Tuesday, July 12, 2011

A Dance with Dragons. (And, well, Romping with Ravens. And Performing with Pigeons.)

Among the only thing nerdier than contributing to a science blog is making a post celebrating the release of the next in a series of fantasy novels, and some of its biology.

So. Hey ladies, get out your halberds, it's about to get weird:

*Not actually an account of my senior prom (shudder)

Nearly 6 years in the making, George R.R. Martin's latest novel in the Song of Ice and Fire series A Dance with Dragons hits the shelves of something called a "bookstore" today. This is the latest 1040 pages, the 5th volume in Martin's epic series that most famously began with Game of Thrones, now an HBO series everyone on your Twitter keeps talking about.

Come for the genre-bending fantasy, stay for the violence and sexual depravity, and return for the awesome raven-based mail system. 

Yeah, that's right, amidst all the prostitution, incest and beheadings (not a euphemism), this fella gets hyped to see ravens deliver mail.
 



Deliverth the Raven

Really hyped, apparently. I have a lot to say on this subject:

The Game of Thrones is played between the Seven Kingdoms of the large continent of Westeros, where treachery leads to upheaval and the lands become ridden with war. And George R.R. Martin ridden with profits, he's sold 6 million books in the US.

In a series with such high political drama and vast geography, rapid means of communication are needed by the characters to prevent monstrous passages of Tolkien-esque exposition: In there stepped a stately raven of the saintly days of yore.

Any respectable castle in Westeros keeps a maester, a monk-like man of science who is responsible for education as well as maintaining a flock of ravens for communication with other castles.

Messages tied to birds' legs and flown about a land is not that far-fetched of a concept. Pigeons' innate ability to return to their home nest and spouse has been utilized since 5th century BC in Persia and present-day Syria. They were important in the World Wars as means of communication from areas where telegraph lines were not set-up and to communicate across enemy lines.

21 pigeons even received an English Service medal, which is, I'm sure you'll agree, precious.

The basic way the system works is the carrier bird can typically only travel one way: to its home. In some cases, two way travel has been achieved with food offered at both locations. Barring some supernatural component of the world, I assume this two way travel is how this communication is achieved. The bigger castles have ravens that call that place home, and distribute them throughout the realms.

In some cases, like when Stannis is intending to spread a nasty rumor about the Lannister family (hopefully that's not a spoiler), a castle will release a lot of ravens and sort of raven-spam the kingdoms. I can't fathom how that would work, maybe they confused the ravens with magnets or something.

But this isn't Evolving.Dude.Who.Rips.Stuff.Off.Wikipedia.net (that domain name, by the way, shockingly, isn't taken).

HOW do Westeros-ian Ravens and non-nerd-world Pigeons navigate so well (the latter have been recorded in competition upwards of 1,000 miles)?


There's some debate over the mechanism, but the soundest synthesis I can gather is the following:

The most intriguing, at least as a physiology, is magnetoreception. Little is definitively understood regarding this sense, but evidence of its existence is very convincing. Some scientists propose that iron atoms in birds' beaks send signals of their interactions with surrounding magnetic fields to the brain.

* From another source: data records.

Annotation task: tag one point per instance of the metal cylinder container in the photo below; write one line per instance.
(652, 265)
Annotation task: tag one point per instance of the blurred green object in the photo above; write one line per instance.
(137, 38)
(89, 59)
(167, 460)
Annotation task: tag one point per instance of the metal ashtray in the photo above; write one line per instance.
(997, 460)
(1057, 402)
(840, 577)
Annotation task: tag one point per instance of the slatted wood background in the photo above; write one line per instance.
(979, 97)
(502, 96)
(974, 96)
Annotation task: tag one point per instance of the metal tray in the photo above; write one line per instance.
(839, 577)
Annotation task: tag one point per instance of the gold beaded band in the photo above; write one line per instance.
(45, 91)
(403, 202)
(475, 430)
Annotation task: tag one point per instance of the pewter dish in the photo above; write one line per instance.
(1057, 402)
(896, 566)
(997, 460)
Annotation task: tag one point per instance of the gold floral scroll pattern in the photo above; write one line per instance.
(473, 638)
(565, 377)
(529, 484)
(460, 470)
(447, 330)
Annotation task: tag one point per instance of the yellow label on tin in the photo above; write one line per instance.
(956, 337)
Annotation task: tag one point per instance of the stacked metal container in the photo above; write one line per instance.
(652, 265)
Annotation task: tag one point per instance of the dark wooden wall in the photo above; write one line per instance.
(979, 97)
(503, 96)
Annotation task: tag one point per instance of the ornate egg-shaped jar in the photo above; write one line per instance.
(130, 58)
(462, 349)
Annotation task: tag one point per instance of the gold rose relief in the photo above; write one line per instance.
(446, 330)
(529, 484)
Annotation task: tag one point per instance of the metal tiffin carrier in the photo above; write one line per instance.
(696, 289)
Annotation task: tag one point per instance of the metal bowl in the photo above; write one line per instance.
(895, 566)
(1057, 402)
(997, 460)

Others propose a compass mechanism that is light-dependent. A family of molecules known as cryptochromes may cause the release of free-radicals, or molecules with unpaired electrons . These free electrons can be influenced by the magnetic fields, and could even cause a distortion in the perceived image by the birds eye. Robins that have been blinded in one eye are unable to navigate as previous. These cryptochrome molecules, which at least serve as photoreceptors in fruit-flies, have also been implicated in butterfly migration. (Most of this is learned from birds that are known to migrate seasonally, whether it applies to pigeons specifically is unknown. Also, any references I would cite here are behind a pay-wall, but you can read this)

The longer distance navigations likely begin with this strategy, of just traveling in the general direction until you get to a location you recognize, where a bird can switch to:

Travelling via landmarks. There is less hand-waving in this component of homing pigeons' navigation capabilities. Dr. Tom Guilford attached GPS tracking devices to pigeons and noticed that their routes to their homes often fell within 4 feet of common roadways or other likely, physical landmark (free article).

So there you go! Martin's ravens might use ferrous beak deposits and/or cryptochromes in the eye, the ability to luse landmarks to denote paths, and perhaps some help from the Old Gods to deliver the urgent message that one has been attacked by the Others. Feel free to ponder this as you skip over these sections on your way to the next fight and/or sex scene.

Or at least imagine how a mail raven would hold up against one of Mike Tyson's 350 pigeons.


Join me in six years for the release of the next book, as I discuss the science behind why Tyrion is so effing awesome.